CSA’s New Zero Trust Training and Why It's Needed
Published 10/10/2022
Zero Trust has possibly been the most mentioned concept in the cybersecurity arena over the last 12 months. For some, it is a revolutionary approach. For others, it is an evolution of a series of trends already ongoing for over a decade. Finally, there are people who consider it just a buzzword and new marketing stratagem to sell products.
Personally, I’m in the field of those who believe that it is a fantastic marketing locution that has the merit of summarizing under a coherent framework an evolutionary approach to cybersecurity. This approach aims to revisit the classical logic of security and push toward the idea of embedding security from the inside out.
In other terms: In my opinion, John Kindervag has the merit to bring under a coherent framework a few common sense approaches to modern cybersecurity (e.g., critical-assets-centric protection, least privilege, segregation of duties, context-based access policies, evidence-based trust, etc.) and give this framework a catchy name.
Industry Need
No matter which camp you are in, I think it is undeniable that there is a lot of confusion in the industry, and there are a lot of organizations that need support and guidance in their Zero Trust journey. Now, the choice of the word ‘journey’ is not casual, since Zero Trust is not a stand-alone project, but is a group expedition toward a moving target, with no final destination. The ultimate goal is a self-improving organization.
During this group journey, different skills and expertise are going to be required. The organization needs leaders to build a Zero Trust strategy, governance, and risk posture; data and assets owners to record and classify assets and define the right policies; infrastructure and network architects to define the IT and service structure; identity experts to design and improve IAM approaches; developers to build the right logic, orchestrations, and controls into the development pipelines, applications, and API; security experts to protect devices and built and automate controls; data analysts to make good use of the data/telemetry sources; etc.

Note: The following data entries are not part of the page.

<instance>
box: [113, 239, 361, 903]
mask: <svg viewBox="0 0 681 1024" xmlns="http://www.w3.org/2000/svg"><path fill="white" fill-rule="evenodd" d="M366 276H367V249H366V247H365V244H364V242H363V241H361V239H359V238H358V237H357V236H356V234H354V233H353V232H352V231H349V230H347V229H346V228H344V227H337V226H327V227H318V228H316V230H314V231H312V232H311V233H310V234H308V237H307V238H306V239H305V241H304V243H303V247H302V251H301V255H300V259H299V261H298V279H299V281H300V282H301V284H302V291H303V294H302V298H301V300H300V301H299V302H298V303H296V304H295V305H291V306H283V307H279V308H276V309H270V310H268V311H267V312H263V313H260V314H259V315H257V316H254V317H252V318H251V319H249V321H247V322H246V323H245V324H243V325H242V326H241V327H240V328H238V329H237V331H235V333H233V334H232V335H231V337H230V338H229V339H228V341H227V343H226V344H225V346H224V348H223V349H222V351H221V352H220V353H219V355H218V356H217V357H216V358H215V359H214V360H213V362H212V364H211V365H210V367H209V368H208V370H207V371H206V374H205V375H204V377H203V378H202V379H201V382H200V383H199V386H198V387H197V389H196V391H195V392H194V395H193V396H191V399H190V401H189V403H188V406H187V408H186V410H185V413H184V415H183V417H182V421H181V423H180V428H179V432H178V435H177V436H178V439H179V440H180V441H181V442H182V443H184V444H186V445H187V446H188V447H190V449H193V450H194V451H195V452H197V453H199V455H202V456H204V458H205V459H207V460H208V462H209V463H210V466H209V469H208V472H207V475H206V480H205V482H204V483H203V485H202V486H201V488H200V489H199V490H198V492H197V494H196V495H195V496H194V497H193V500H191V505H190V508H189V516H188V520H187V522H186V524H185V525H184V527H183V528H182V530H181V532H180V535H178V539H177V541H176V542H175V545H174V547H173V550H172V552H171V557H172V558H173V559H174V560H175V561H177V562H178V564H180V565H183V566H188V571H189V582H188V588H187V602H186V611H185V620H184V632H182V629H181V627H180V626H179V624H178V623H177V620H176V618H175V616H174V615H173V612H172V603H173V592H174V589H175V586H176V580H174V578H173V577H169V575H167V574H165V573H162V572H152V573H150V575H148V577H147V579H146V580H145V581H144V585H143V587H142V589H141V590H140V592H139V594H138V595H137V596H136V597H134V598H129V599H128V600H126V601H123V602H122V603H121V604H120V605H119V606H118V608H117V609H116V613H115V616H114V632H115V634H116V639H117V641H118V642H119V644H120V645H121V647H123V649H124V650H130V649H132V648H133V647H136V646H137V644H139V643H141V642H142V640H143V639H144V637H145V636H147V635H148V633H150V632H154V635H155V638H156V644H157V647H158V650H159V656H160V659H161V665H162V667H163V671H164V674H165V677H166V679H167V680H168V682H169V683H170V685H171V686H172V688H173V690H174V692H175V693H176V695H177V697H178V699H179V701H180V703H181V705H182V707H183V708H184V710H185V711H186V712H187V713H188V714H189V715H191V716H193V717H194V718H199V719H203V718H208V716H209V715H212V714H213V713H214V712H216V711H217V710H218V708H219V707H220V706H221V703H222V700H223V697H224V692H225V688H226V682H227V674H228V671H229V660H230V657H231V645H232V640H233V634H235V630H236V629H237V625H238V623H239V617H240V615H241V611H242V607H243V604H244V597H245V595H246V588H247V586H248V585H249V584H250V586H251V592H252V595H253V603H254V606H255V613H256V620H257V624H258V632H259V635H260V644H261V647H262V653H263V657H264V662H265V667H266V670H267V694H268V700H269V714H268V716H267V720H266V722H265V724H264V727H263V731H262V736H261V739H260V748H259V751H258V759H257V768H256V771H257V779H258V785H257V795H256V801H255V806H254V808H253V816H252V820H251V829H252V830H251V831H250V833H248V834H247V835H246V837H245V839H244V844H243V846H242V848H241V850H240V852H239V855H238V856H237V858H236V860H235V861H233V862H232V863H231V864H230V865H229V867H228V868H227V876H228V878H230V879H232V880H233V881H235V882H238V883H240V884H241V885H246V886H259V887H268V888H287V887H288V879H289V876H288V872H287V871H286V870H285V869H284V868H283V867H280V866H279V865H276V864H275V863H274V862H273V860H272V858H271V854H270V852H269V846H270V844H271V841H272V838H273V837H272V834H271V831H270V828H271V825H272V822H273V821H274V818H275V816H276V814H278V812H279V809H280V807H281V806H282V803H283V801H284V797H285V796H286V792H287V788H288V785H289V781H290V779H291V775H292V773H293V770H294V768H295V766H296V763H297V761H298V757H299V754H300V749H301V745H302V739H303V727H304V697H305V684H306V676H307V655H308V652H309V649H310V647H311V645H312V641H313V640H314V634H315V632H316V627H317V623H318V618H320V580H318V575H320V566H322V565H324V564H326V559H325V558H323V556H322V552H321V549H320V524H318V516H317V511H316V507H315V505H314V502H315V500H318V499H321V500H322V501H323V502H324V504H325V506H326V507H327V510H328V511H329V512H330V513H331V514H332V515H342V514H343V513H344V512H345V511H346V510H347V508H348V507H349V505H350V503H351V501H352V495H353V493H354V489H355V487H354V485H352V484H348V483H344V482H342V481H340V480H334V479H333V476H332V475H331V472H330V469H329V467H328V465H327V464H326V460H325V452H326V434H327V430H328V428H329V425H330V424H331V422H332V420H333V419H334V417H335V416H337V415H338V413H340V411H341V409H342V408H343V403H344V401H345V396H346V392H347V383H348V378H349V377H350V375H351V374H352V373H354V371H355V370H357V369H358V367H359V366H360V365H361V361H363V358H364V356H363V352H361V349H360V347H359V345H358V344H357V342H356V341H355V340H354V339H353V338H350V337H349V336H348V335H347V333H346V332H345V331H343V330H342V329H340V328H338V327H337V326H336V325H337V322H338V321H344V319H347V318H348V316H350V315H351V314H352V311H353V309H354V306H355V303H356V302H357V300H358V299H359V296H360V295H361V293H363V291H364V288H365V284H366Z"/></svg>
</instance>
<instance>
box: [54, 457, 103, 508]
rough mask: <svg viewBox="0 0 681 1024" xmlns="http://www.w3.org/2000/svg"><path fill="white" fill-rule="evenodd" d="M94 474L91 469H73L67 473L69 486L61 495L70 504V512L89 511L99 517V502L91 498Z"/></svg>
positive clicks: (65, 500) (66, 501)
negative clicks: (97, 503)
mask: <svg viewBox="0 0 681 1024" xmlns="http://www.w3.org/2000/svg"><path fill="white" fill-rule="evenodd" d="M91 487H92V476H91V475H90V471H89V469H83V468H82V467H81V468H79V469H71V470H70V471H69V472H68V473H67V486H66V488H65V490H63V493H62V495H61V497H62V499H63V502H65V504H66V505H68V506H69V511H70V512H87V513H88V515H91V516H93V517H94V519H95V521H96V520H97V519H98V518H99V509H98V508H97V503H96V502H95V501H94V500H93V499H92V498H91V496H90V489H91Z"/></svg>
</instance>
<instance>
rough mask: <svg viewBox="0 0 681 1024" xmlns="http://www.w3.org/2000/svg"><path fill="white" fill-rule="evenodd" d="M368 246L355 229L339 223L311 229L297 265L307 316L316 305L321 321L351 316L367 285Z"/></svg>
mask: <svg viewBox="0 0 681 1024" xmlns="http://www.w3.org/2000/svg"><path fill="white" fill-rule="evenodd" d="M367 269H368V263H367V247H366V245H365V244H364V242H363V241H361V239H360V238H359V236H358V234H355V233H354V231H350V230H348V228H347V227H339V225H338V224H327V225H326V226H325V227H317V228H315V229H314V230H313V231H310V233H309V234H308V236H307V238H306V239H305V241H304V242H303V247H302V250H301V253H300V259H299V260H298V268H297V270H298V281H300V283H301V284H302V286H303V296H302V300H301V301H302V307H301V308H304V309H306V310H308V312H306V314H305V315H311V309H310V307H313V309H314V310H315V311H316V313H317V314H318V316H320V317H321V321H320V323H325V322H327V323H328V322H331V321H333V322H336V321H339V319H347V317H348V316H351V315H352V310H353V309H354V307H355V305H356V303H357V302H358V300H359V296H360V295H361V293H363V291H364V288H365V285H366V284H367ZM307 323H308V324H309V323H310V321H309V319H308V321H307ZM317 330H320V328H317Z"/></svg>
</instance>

In some cases, the necessary skills and expertise are already there; after all, we already see examples of cloud-native and Zero Trust-native companies. In other cases (possibly the majority), new knowledge would need to be acquired.
What CSA is Doing
CSA has made Zero Trust one of its strategic goals for the upcoming years and in March, we launched a flagship initiative called the Zero Trust Advancement Center (ZTAC). In this context, we are going to create an educational program that will include a comprehensive Zero Trust training curriculum and professional certificate. The training curriculum has the ambition to cover all the critical areas of the Zero Trust philosophy. It is structured in eight areas of knowledge:
- Zero Trust Strategy and Governance, Risk, and Compliance
- Zero Trust Architecture
- Zero Trust Planning and Implementation
- Visibility, Analytics, and Monitoring
- Identity
- Data, Assets, Applications, and Services (DAAS)
- Device Security
- Applications and Workloads
We are now unveiling the Zero Trust Training Curriculum and its high-level learning objectives. You can download the curriculum overview here.
In the upcoming weeks, we’ll start releasing the initial modules of our training. We’ll start with an Introduction to Zero Trust Architecture, followed by a series of three modules on Software-Defined Perimeter (SDP).
The fact that CSA has focused its initial effort on the networking component of Zero Trust doesn’t mean that we consider that a priority. We do recognize though, that ‘network’ seems to be the most mature area within the Zero Trust pillars and the one where the most literature and best practices have been created. Anecdotally, CSA initiated its Zero Trust research in 2013 with the SDP Working Group.
Expect additional modules on Zero Trust Planning and Implementation to be released at the beginning of 2023.